Building Internet-scale search engines requires huge amounts of data and therefore large numbers of machines to process it. Yahoo! Search consists of four primary components: the Crawler, which downloads pages from web servers; the WebMap, which builds a graph of the known Web; the Indexer, which builds a reverse index to the best pages; and the Runtime, which answers users’ queries. The WebMap is a graph that consists of roughly 1 trillion (1012) edges each representing a web link and 100 billion (1011) nodes each representing distinct URLs. Creating and analyzing such a large graph requires a large number of computers running for many days. In early 2005, the infrastructure for the WebMap, named Dreadnaught, needed to be redesigned to scale up to more nodes. Dreadnaught had successfully scaled from 20 to 600 nodes, but required a complete redesign to scale out further. Dreadnaught is similar to MapReduce in many ways, but provides more flexibility and less structure. In particular, each fragment in a Dreadnaught job can send output to each of the fragments in the next stage of the job, but the sort was all done in library code. In practice, most of the WebMap phases were pairs that corresponded to MapReduce. Therefore, the WebMap applications would not require extensive refactoring to fit into MapReduce.
Eric Baldeschwieler (Eric14) created a small team and started designing and prototyping a new framework written in C++ modeled after GFS and MapReduce to replace Dreadnaught. Although the immediate need was for a new framework for WebMap, it was clear that standardization of the batch platform across Yahoo! Search was critical and by making the framework general enough to support other users, we could better leverage investment in the new platform.
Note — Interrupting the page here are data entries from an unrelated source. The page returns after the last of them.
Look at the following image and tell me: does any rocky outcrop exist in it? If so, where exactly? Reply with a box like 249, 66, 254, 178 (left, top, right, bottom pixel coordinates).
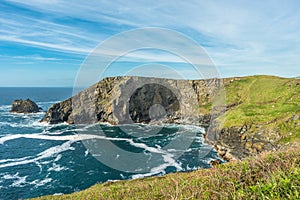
10, 99, 40, 114
41, 77, 220, 125
41, 77, 288, 161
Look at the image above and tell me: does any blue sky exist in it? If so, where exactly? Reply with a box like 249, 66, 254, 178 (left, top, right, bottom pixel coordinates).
0, 0, 300, 86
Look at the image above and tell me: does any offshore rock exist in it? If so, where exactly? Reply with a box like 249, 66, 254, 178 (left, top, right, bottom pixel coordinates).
10, 99, 40, 114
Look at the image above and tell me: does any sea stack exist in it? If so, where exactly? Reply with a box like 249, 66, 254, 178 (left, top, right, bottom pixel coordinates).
10, 99, 39, 114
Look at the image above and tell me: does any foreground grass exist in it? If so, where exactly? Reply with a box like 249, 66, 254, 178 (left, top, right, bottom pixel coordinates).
214, 76, 300, 144
34, 144, 300, 199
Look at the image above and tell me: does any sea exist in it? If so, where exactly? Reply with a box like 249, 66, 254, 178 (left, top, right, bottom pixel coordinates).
0, 87, 220, 200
At the same time, watching Hadoop, which was part of Nutch, and its progress. In January 2006, Yahoo! hired Doug Cutting, and a month later they decided to abandon their prototype and adopt Hadoop. The advantage of Hadoop over our prototype and design was that it was already working with a real application (Nutch) on 20 nodes. That allowed them to bring up a research cluster two months later and start helping real customers use the new framework much sooner than they could have otherwise. Another advantage, of course, was that since Hadoop was already open source, it was easier (although far from easy!) to get permission from Yahoo!’s legal department to work in open source. So they set up a 200-node cluster for the researchers in early 2006 and put the WebMap conversion plans on hold while we supported and improved Hadoop for the research users.
Here’s a quick timeline of how things have progressed:
·         2004—Initial versions of what is now Hadoop Distributed Filesystem and MapReduce implemented by Doug Cutting and Mike Cafarella.
·         December 2005—Nutch ported to the new framework. Hadoop runs reliably on 20 nodes.
·         January 2006—Doug Cutting joins Yahoo!.
·         February 2006—Apache Hadoop project officially started to support the standalone development of MapReduce and HDFS.
·         February 2006—Adoption of Hadoop by Yahoo! Grid team.
·         April 2006—Sort benchmark (10 GB/node) run on 188 nodes in 47.9 hours.
·         May 2006—Yahoo! set up a Hadoop research cluster—300 nodes.
·         May 2006—Sort benchmark run on 500 nodes in 42 hours (better hardware than April benchmark).
·         October 2006—Research cluster reaches 600 nodes.
·         December 2006—Sort benchmark run on 20 nodes in 1.8 hours, 100 nodes in 3.3 hours, 500 nodes in 5.2 hours, 900 nodes in 7.8 hours.
·         January 2007—Research cluster reaches 900 nodes.
·         April 2007—Research clusters—2 clusters of 1000 nodes.
·         April 2008—Won the 1 terabyte sort benchmark in 209 seconds on 900 nodes.